Haftalarca kulaklarımız tırmalanacak… “Halkı düşündüğünü”, her şeyi “halk için” istediğini söyleyenler, bir kez daha bencilliklerini sergileyecek ve seçim otobüslerindeki hoparlörler aracılığıyla, halkın “kulak sağlığı” -daha da önemlisi- “ruh sağlığı” önemli ölçüde zedeleyecek…Gürültü, -her seçim öncesi gibi- konuşmaların anlaşılmasına bile izin vermeyecek yeğinlikte olacak…
Seçilmek için yüz milyarlar harcayanlar, seçmenin “beynine girmek” için, ses düzeninin en büyüğünü, en gürültülüsünü kullanacak...
Bunlar hep böyleydi işte !..
Gürültü kirliliği, “çevreci” olduğunu ileri sürenlerimizin ve ilgili kuruluşlarımızın, üzerinde en az durduğu konu olagelmiştir ne yazık ki… Oysa uygar ülkelerde, yaşamsal önemi vardır bu konunun. Olağan gürültülü fabrikalarda-işletmelerde bile, çalışanların işitme duygusunun ve ruh sağlığının korunmasıyla ilgili türlü izlenceler uygulanır. Planya tezgâhlarının vb. çalıştığı işyerleri için alınan önlemlerse, bu konudaki “pişkin”lerimizin aklının almayacağı boyuttadır.

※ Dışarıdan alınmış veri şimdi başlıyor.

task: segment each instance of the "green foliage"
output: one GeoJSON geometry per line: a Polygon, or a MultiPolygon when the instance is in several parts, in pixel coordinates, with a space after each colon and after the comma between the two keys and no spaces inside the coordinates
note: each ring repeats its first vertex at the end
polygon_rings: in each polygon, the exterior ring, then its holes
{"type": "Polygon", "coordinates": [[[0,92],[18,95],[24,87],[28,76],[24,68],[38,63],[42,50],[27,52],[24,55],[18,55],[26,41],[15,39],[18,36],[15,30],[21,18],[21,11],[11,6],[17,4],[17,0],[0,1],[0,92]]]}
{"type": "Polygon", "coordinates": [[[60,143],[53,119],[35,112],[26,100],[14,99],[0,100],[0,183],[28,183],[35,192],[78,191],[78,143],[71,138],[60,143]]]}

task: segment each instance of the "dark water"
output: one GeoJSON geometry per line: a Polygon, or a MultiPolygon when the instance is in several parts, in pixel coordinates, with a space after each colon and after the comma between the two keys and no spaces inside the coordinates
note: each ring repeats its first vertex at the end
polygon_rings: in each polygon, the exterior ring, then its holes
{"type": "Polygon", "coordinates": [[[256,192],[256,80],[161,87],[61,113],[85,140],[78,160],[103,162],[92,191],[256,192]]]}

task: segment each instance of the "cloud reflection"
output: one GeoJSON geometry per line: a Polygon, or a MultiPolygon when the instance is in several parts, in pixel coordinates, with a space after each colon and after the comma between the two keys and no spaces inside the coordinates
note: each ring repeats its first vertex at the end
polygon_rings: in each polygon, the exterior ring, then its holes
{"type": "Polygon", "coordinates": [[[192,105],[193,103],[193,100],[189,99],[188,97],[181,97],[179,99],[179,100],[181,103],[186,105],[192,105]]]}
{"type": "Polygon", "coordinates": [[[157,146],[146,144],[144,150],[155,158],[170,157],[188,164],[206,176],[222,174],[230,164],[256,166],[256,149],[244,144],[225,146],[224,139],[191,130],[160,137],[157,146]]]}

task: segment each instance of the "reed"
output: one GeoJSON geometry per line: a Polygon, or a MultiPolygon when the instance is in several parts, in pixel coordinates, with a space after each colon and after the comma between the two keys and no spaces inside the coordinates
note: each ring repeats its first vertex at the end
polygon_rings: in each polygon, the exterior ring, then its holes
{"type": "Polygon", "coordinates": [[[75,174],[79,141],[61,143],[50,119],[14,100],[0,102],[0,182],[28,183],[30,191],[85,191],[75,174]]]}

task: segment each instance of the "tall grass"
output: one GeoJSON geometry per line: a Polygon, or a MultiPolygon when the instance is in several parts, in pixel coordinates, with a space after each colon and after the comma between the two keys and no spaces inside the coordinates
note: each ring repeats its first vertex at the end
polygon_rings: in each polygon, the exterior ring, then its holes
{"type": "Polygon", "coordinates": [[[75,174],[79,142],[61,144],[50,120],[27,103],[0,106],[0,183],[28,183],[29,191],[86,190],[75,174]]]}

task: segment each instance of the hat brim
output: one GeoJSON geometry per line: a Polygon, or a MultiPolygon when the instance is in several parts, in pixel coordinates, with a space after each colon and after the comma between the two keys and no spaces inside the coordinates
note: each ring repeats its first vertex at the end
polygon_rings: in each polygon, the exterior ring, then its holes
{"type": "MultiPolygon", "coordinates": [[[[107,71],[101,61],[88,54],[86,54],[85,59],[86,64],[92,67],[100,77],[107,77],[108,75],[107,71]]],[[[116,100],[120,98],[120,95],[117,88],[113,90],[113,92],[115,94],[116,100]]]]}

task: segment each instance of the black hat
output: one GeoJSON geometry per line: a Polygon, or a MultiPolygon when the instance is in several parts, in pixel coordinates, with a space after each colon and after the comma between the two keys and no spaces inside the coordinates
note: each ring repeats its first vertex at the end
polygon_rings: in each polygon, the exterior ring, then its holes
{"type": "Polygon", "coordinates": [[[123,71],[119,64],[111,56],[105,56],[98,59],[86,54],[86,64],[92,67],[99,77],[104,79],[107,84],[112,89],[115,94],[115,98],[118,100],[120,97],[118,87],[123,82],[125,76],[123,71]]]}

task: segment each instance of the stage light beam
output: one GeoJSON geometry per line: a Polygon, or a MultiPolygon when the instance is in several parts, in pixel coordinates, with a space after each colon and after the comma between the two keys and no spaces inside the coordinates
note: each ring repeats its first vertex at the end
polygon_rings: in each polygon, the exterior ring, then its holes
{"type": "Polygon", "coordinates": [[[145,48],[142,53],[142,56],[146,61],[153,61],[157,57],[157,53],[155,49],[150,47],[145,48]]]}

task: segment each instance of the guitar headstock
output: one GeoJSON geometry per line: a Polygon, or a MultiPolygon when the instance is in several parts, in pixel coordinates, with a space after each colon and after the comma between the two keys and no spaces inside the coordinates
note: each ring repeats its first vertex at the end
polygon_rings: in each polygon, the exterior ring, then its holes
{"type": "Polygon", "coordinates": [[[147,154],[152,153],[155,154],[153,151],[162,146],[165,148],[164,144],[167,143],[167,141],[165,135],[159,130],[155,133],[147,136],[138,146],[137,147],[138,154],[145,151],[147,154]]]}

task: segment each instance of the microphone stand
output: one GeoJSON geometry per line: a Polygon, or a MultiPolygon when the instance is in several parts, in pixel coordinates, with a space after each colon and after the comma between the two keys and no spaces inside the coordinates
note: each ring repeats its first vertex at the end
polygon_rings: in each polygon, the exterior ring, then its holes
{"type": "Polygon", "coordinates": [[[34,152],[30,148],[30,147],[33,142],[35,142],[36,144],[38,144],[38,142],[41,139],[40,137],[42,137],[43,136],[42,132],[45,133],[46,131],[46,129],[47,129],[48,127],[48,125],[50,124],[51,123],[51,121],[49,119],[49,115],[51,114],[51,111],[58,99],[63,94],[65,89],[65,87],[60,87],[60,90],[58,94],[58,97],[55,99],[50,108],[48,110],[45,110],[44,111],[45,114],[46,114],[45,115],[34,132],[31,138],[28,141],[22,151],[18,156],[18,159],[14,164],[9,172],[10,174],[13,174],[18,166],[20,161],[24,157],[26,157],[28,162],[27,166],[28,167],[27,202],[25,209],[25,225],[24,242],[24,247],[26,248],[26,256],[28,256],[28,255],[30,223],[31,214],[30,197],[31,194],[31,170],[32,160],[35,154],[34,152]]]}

Gelişmiş ülkelerde, 70 desibeli aşan ses yeğinliği, “gürültü” olarak nitelenir. Gürültü, “istenmeyen ses”tir ve doğrudan kulak sağlığını, dolaylı olarak da ruh sağlığını olumsuz yönde etkiler; gerilim yaratır. Seçim otobüslerinin haftalar boyunca saçtığı gürültü, kimi zaman 140 desibele yaklaşır...
“Desibel” sözcüğüne yabancı olanlar için, şöyle bir açıklama yapılabilir:
Sessiz bir evin ve fısıltılı konuşmanın desibeli, -ortalama- 20-40 arasıdır. Gürültülü olmayan bir büronun ya da olağan bir konuşmanın desibeli 40-60; orta gürültülü bir işyerinin 60-80; gürültülü bir işyerinin 80-100; çok gürültülü bir fabrikanın desibel ortalaması 110-120’dir. 30 metre ötemizden geçecek bir jet uçağının yaratacağı gürültünün desibeli ise, 125-135’tir.

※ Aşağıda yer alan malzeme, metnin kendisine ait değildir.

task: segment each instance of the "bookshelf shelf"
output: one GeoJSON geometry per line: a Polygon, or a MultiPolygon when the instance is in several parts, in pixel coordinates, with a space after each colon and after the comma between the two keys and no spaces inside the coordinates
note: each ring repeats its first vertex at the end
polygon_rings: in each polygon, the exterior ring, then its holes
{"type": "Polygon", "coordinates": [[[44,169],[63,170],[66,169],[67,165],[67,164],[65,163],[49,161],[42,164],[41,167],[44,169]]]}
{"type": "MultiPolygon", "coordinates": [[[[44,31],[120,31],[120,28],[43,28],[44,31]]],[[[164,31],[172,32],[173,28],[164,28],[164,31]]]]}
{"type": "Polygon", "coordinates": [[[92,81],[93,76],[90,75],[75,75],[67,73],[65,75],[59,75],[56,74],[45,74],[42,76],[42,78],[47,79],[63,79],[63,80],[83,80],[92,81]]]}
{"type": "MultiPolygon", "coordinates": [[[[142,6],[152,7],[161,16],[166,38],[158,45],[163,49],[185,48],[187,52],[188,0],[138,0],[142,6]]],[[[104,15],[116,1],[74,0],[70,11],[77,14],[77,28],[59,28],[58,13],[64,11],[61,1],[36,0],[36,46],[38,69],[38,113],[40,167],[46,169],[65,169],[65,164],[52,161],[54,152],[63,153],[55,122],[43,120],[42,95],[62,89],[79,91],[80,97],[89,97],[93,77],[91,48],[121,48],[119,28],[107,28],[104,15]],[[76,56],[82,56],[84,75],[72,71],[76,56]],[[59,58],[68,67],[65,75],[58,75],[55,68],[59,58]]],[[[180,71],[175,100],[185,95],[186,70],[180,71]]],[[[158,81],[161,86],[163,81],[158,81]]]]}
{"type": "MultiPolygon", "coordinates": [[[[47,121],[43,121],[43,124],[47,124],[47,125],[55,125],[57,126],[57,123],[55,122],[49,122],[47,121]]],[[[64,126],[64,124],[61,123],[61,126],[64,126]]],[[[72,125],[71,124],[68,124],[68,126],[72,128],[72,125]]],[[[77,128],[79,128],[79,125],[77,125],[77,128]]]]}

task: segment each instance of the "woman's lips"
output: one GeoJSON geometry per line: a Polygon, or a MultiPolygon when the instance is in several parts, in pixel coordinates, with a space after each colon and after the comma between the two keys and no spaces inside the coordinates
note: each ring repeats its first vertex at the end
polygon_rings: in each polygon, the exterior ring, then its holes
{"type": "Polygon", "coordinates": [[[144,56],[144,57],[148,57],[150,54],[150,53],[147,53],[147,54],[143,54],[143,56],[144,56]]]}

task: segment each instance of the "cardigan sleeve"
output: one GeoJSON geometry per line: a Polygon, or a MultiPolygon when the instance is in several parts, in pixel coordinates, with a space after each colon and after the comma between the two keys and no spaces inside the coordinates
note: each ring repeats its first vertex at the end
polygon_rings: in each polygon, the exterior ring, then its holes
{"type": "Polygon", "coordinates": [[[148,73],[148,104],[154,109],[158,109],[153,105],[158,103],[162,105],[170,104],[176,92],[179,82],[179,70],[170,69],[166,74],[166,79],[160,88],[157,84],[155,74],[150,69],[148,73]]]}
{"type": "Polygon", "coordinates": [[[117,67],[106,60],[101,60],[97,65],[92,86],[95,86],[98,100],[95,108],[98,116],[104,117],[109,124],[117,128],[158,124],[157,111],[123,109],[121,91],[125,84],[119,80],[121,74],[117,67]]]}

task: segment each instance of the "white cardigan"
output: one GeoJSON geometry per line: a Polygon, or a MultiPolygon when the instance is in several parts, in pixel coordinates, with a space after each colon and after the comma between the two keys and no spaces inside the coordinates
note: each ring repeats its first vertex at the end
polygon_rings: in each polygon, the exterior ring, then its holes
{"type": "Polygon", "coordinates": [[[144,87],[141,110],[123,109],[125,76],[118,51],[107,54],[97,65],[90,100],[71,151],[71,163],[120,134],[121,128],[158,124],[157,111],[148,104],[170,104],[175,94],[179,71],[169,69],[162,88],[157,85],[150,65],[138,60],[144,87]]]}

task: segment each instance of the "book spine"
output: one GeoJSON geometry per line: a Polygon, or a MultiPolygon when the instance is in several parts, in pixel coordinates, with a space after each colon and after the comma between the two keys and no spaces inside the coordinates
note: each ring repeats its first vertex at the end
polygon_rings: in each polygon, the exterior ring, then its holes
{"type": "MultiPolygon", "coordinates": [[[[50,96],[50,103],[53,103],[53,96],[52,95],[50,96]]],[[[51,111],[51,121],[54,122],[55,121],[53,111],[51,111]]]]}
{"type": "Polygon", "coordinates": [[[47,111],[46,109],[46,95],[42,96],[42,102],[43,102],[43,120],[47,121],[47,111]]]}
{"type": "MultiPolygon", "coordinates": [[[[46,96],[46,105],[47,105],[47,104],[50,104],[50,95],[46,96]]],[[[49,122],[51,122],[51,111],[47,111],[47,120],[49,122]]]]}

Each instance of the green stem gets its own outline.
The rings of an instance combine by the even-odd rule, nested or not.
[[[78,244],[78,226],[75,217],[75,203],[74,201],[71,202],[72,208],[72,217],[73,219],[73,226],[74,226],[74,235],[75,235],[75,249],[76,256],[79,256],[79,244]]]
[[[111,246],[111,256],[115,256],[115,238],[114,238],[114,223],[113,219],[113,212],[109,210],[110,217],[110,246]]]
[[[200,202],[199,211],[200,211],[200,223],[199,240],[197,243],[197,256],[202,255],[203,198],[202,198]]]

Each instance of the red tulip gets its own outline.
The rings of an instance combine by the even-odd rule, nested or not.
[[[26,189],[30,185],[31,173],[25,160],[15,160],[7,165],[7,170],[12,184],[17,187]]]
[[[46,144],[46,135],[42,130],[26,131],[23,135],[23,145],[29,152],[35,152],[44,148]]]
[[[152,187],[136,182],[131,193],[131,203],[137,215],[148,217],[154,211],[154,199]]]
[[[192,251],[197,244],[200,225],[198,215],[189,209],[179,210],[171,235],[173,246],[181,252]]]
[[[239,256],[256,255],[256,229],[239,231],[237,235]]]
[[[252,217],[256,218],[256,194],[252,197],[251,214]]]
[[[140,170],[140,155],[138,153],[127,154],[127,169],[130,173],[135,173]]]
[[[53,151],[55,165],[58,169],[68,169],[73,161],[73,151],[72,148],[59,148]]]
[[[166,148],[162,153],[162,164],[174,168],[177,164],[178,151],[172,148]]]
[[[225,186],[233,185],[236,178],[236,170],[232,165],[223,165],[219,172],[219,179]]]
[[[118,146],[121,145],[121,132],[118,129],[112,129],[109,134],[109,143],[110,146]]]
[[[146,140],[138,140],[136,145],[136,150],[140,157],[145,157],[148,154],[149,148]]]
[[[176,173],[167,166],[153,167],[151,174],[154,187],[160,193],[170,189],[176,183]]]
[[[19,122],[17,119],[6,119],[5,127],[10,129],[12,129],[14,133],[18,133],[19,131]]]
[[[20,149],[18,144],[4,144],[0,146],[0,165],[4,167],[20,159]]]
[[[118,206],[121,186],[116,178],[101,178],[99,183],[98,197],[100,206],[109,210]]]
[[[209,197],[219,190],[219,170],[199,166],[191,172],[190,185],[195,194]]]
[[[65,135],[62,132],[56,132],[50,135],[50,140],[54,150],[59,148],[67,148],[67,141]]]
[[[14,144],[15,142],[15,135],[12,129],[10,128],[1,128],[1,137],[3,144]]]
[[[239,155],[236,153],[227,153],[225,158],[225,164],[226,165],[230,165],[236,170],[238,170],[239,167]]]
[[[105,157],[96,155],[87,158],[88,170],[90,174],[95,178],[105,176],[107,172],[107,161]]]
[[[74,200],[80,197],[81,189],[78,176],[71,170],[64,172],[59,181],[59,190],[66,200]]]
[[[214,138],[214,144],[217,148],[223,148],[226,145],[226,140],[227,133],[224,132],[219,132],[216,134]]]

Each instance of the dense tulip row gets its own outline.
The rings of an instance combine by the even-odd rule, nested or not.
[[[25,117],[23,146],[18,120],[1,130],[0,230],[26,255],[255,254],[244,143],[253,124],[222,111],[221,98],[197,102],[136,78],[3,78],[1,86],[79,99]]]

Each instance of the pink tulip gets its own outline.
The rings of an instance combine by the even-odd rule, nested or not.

Bir an için bırakalım “büyük gürültü”leri bir yana; günlük “olağan gürültü”lerin bile “canlı”yı ne duruma getirdiğini düşünelim: En uysal sokak kedisini eve alıp elektrik süpürgesinin, ya da saç kurutma aygıtının vb. yanına koyup, aygıtı çalıştıracak olsak, daha önce mıncıklamamıza bile izin veren hayvanın, birden yabanıl bir yaratığa dönüştüğünü, kaçacak yer aradığını, ona bu olanağı sağlamazsak, bize zarar verme eğiliminin başgösterdiğini gözleyebiliriz…

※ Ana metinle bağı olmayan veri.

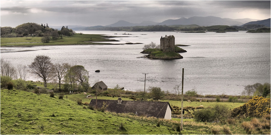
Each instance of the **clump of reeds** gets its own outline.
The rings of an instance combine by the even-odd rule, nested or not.
[[[53,91],[50,93],[50,97],[53,98],[55,97],[55,94],[54,93]]]
[[[83,103],[82,102],[82,99],[78,99],[77,100],[77,104],[78,105],[82,105]]]

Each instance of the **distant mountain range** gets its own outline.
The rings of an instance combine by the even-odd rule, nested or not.
[[[209,16],[206,17],[194,16],[188,18],[182,18],[177,19],[167,20],[157,25],[189,25],[195,24],[201,26],[213,25],[240,26],[244,23],[258,20],[249,19],[240,19],[238,20],[230,18],[221,18],[220,17]]]
[[[241,26],[243,27],[246,25],[253,24],[259,25],[264,25],[266,26],[270,27],[270,19],[269,18],[269,19],[266,19],[265,20],[248,22],[241,25]]]
[[[169,19],[160,23],[152,21],[144,21],[140,23],[134,23],[123,20],[120,20],[110,25],[102,26],[96,26],[90,27],[86,27],[78,25],[68,25],[68,27],[74,30],[95,30],[98,28],[105,27],[134,27],[136,26],[147,26],[149,25],[188,25],[196,24],[201,26],[208,26],[214,25],[227,25],[229,26],[241,26],[242,27],[246,24],[254,24],[264,25],[266,27],[270,27],[270,19],[263,20],[253,19],[249,18],[233,19],[230,18],[221,18],[213,16],[206,17],[193,16],[188,18],[181,18],[176,19]],[[54,28],[61,29],[61,26],[51,26]],[[84,28],[85,28],[84,29]],[[104,29],[105,28],[103,28]],[[117,30],[117,29],[114,30]]]

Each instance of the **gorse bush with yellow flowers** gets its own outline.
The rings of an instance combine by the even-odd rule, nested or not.
[[[269,98],[254,96],[247,103],[233,109],[233,117],[245,116],[260,117],[266,114],[270,114],[270,102]]]

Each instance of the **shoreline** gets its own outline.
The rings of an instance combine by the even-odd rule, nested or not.
[[[106,41],[101,42],[104,42]],[[110,43],[109,43],[110,44]],[[66,44],[66,45],[22,45],[22,46],[1,46],[0,47],[36,47],[38,46],[70,46],[70,45],[126,45],[125,44]],[[126,44],[127,45],[127,44]]]

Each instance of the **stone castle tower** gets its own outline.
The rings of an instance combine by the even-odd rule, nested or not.
[[[165,37],[161,36],[160,39],[160,49],[163,52],[173,52],[175,51],[175,38],[173,35],[166,35]]]

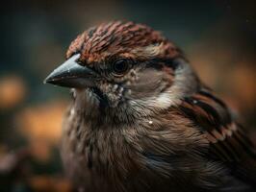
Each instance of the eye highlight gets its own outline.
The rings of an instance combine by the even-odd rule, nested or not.
[[[122,76],[130,69],[132,61],[126,59],[119,59],[113,62],[113,72],[115,76]]]

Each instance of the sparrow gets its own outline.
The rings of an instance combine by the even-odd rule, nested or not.
[[[256,190],[243,128],[160,32],[90,28],[45,82],[71,88],[61,154],[80,191]]]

“Gürültü”nün, “istenmeyen ses”in neden olduğu bir “etki-tepki”dir bu.
Peki, bu tepkiyi bile gösteremeyecek olan sokaktaki çocuğun, ya da annesinin kucağındaki bebeğin, yanından geçen o “cehennemi” seçim otobüsünden nasıl etkileneceğini düşünen var mı ? Yaşadığı “savaşa benzer o an”ın yaratacağı, gelişimini tamamlamamış benliğinin ta derinlerinde bırakacağı onulmaz izlerin, ilerki yıllarda hangi “belirti”lerle gün ışığına çıkacağını düşünen var mı ?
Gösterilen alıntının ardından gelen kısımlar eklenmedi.